He nodded. It didn’t matter how she pictured it, from her perspective he supposed her description was close enough.
“Why didn’t you just leave me there?”
It was the hundred-pound question. “I didn’t trust him.”
She laughed, but there was no humor in the sound. “You didn’t trust him? Are you certain that you’re more trustworthy than he?”
He winced but remained silent as she began stalking the room once more, her feet pounding the floorboards as if she were a man twice her size with boots on, instead of her bare feet that were as tiny as he’d ever seen.
“How about Peter? Is he more trustworthy? After all, he did abandon me on land with no money and no direction except to go to The Happy Hag and seek out a woman who cold-bloodedly killed a man in front of me. Is she trustworthy?”
Her voice had risen to the point where he feared someone might hear what she was ranting on about. Yet still he kept his mouth closed.
“No,” she laughed. “It seems I would have been better off with the smuggler in England?—”
“Scotland,” he corrected.
“Oh, yes. Forgive me. The Scots are less trustworthy than any of the Englishmen out there.”

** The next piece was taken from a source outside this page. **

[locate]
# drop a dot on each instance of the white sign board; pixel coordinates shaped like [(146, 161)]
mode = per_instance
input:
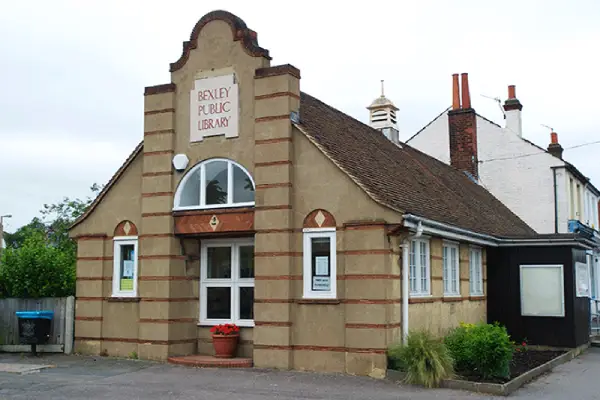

“That wasn’t what I meant.”
“Wasn’t it?” She walked toward him, her bare feet slapping the floor once more as she approached.

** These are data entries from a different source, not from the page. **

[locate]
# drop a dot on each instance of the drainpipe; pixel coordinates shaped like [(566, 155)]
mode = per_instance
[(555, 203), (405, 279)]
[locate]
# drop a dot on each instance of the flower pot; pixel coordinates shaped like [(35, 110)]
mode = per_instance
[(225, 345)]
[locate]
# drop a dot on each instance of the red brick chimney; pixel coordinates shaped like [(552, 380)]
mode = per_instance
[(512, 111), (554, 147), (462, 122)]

“No,” he said, as he looked down into her eyes that were as cold as any Scottish loch. She was half English and half Scot, but he suspected she identified more with her father’s Highland ancestry than her mother’s British blue blood.
“I would not lie to you about that.”
“You would just lie about loving me?” Behind the anger freezing her blue eyes to ice, he saw the cracks of pain in the surface.
“I did not lie.” Her breath hitched, but he continued so as not to give her false hope. “I told you I never wanted to marry before I met you. My feelings toward marriage have never changed. I don’t wish to be married. Ever.”
“You don’t want children?”
He pictured little versions of Máira running across the meadow—the very place he’d asked Máira to marry him. If marriage were possible for a man like him, he would have chosen a woman such as her, but that was not in his future. He would not force her into making the same mistake his mother had made. No woman deserved that.
He shook his head. “No.”
She searched his face once more. “You’re lying. I saw it in your eyes. You want children just as much as anyone else, so why won’t you let yourself?”
“I chose the life I plan to live. I will not subject a family to my choices.”
“Isn’t that your wife’s choice to make?”
“Not when she didn’t know what she was getting into when she married me, no. Máira, you are a wonderful woman?—”
“Don’t.”
“Don’t what?”
“Don’t say if you could choose a wife, you would have chosen me.”
“Even if it’s true?”
“But it’s not. From the moment we met, you had a plan in place. Meet me, marry me, use me. How could that possibly involve you wanting to marry me, when you were scheming our marriage from the very start?”
“Because I grew to know the woman you are.”
“Really? In the short time you’ve known me, you believe you could have fallen in love?”